Diodes (Including LEDs) are non-linear. Their resistance changes with applied voltage. When you apply a small voltage, the resistance is high and very little current flows. As you approach the rated forward voltage (around 2V for a typical LED), the resistance suddenly drops and you get lots of current... You'll get as much current as the source (the Arduino) can provide, or as much as it takes to burn-out the LED.
LEDs are considered "constant voltage" devices. You supply a constant current and the LED's forward breakdown voltage is held (approximately) constant by the characteristics of the LED. With components in series, the voltage is divided among the components. As long as the 5V Arduino output remains constant, and the voltage across the LED remains constant (about 2V) the voltage across the resistor remains constant (about 3V). The resistor is a linear device, so current is proportional to voltage. As long as the voltage across the resistor remains constant, the current through it remains constant. The same current flows through series components (the LED and resistor), so you have a constant current source!
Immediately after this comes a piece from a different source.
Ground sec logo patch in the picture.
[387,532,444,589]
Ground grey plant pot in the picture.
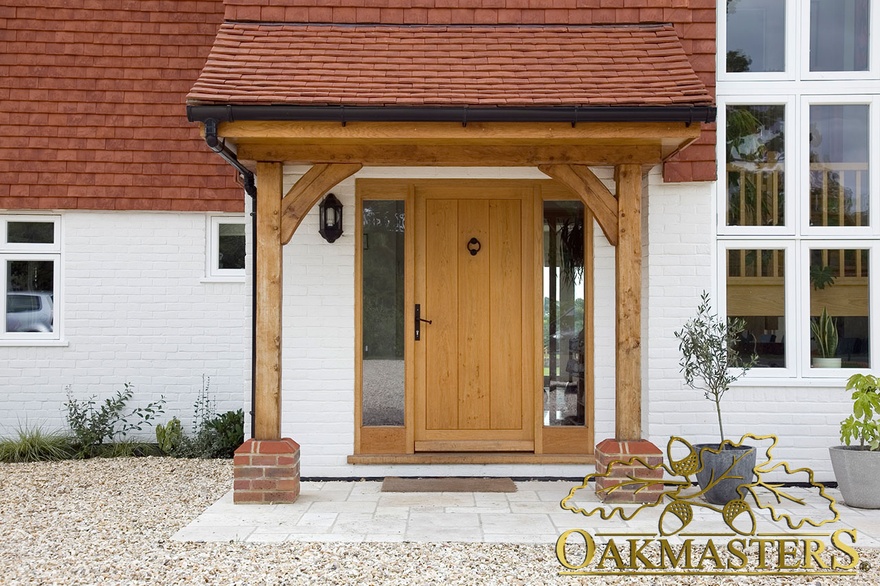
[828,446,880,509]
[694,444,758,505]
Under normal conditions you should be getting about 5V out of the Arduino when the output is high. But if you have a multimeter, you'd find that you are only getting slightly more than the rated LED voltage, and if you measure current you'll find that you are exceeding the Arduino's rated maximum output current of 40mA.
If electronics is going to be a hobby for you son, I suggest he get a multimeter. (Here in the U.S. you can get one online starting at about $10 USD.)
He also needs to understand [u]Ohm's Law[/u] which describes the relationship between voltage, resistance, and current, and [u]Kirchhoff's Laws[/u] which describe how voltage divides in series circuits and how current divides in parallel circuits.